Story Details

  • Complete hardware and software setup for running Deepseek-R1 locally

    Posted: 2025-01-29 14:56:57

    This Twitter thread details a comprehensive guide to setting up Deepseek-R1, a retrieval-based question-answering system, on a local machine. It outlines the necessary hardware, recommending a powerful GPU (like an RTX 4090) with substantial VRAM (24GB+) for optimal performance and a hefty amount of RAM (128GB or more). The guide covers software prerequisites, including CUDA, cuDNN, Python, and various libraries, along with the steps to download and install Deepseek's specific dependencies. Finally, it provides instructions on how to download and convert the Large Language Model (LLM) and retriever components, offering different options depending on available hardware resources. The thread also includes tips on configuring the setup and troubleshooting potential issues.

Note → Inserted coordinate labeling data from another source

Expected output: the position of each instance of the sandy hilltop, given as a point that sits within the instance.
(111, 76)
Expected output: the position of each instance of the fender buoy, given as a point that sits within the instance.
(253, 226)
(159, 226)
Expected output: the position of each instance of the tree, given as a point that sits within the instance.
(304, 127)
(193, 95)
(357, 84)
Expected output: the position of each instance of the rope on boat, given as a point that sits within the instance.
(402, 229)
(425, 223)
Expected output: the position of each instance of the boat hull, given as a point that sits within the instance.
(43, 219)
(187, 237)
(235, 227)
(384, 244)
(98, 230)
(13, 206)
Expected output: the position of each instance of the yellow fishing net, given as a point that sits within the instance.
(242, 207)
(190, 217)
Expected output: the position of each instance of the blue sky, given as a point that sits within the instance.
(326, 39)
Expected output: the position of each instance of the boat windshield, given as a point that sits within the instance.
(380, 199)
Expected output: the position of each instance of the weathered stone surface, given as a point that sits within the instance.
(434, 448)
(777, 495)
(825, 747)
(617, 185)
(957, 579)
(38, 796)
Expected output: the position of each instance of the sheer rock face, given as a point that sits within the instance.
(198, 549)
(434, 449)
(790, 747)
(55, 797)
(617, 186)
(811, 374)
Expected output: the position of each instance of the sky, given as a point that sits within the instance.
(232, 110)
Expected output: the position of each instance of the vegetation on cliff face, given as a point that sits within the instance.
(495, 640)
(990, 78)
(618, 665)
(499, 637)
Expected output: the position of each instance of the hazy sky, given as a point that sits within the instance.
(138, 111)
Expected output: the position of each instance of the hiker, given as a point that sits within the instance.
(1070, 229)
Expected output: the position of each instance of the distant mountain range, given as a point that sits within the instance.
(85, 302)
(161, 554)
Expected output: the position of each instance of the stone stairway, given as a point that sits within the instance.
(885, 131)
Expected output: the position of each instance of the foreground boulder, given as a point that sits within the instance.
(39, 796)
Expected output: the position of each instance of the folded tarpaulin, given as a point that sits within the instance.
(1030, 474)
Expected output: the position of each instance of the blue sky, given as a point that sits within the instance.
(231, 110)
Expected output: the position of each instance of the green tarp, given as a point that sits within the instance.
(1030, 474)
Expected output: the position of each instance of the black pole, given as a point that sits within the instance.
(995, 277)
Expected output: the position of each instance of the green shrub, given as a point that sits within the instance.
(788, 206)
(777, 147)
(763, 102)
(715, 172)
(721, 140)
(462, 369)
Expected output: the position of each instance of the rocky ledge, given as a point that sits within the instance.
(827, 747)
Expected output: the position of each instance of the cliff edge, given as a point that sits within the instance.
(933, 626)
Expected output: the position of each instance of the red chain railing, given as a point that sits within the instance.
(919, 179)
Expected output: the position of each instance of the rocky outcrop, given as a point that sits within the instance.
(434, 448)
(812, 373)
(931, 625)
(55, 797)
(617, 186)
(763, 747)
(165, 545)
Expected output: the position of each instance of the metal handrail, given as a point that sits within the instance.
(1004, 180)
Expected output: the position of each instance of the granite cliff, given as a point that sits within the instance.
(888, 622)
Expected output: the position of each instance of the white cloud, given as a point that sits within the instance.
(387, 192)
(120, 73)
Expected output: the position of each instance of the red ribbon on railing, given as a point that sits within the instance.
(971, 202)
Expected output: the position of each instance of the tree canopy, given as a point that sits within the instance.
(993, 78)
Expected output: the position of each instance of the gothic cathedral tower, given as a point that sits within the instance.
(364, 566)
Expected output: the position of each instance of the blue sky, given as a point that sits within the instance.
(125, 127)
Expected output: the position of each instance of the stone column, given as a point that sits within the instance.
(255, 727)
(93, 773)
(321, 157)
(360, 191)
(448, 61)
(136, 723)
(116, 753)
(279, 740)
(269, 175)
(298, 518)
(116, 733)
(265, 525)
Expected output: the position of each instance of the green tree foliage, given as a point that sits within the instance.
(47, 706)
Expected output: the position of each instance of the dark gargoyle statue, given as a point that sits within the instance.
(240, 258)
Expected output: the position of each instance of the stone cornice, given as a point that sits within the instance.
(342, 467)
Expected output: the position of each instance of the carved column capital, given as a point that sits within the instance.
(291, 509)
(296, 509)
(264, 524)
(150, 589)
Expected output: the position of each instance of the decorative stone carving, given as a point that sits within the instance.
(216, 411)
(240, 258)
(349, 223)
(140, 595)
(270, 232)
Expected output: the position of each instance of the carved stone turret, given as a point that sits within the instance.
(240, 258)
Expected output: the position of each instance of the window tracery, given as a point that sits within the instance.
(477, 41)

    Summary of Comments ( 153 )
    https://news.ycombinator.com/item?id=42865575

    HN users discuss the practicality and cost of running the Deepseek-R1 model locally, given its substantial hardware requirements (8x A100 GPUs). Some express skepticism about the feasibility for most individuals, highlighting the significant upfront investment and ongoing electricity costs. Others suggest cloud computing as a more accessible alternative, albeit with its own expense. The discussion also touches on the potential for smaller, quantized models to offer a compromise between performance and resource requirements, with some expressing interest in seeing benchmarks comparing different model sizes. A few commenters question the necessity of such a large model for certain tasks and suggest exploring alternative approaches. Overall, the sentiment leans toward acknowledging the impressive technical achievement while remaining pragmatic about the accessibility challenges for average users.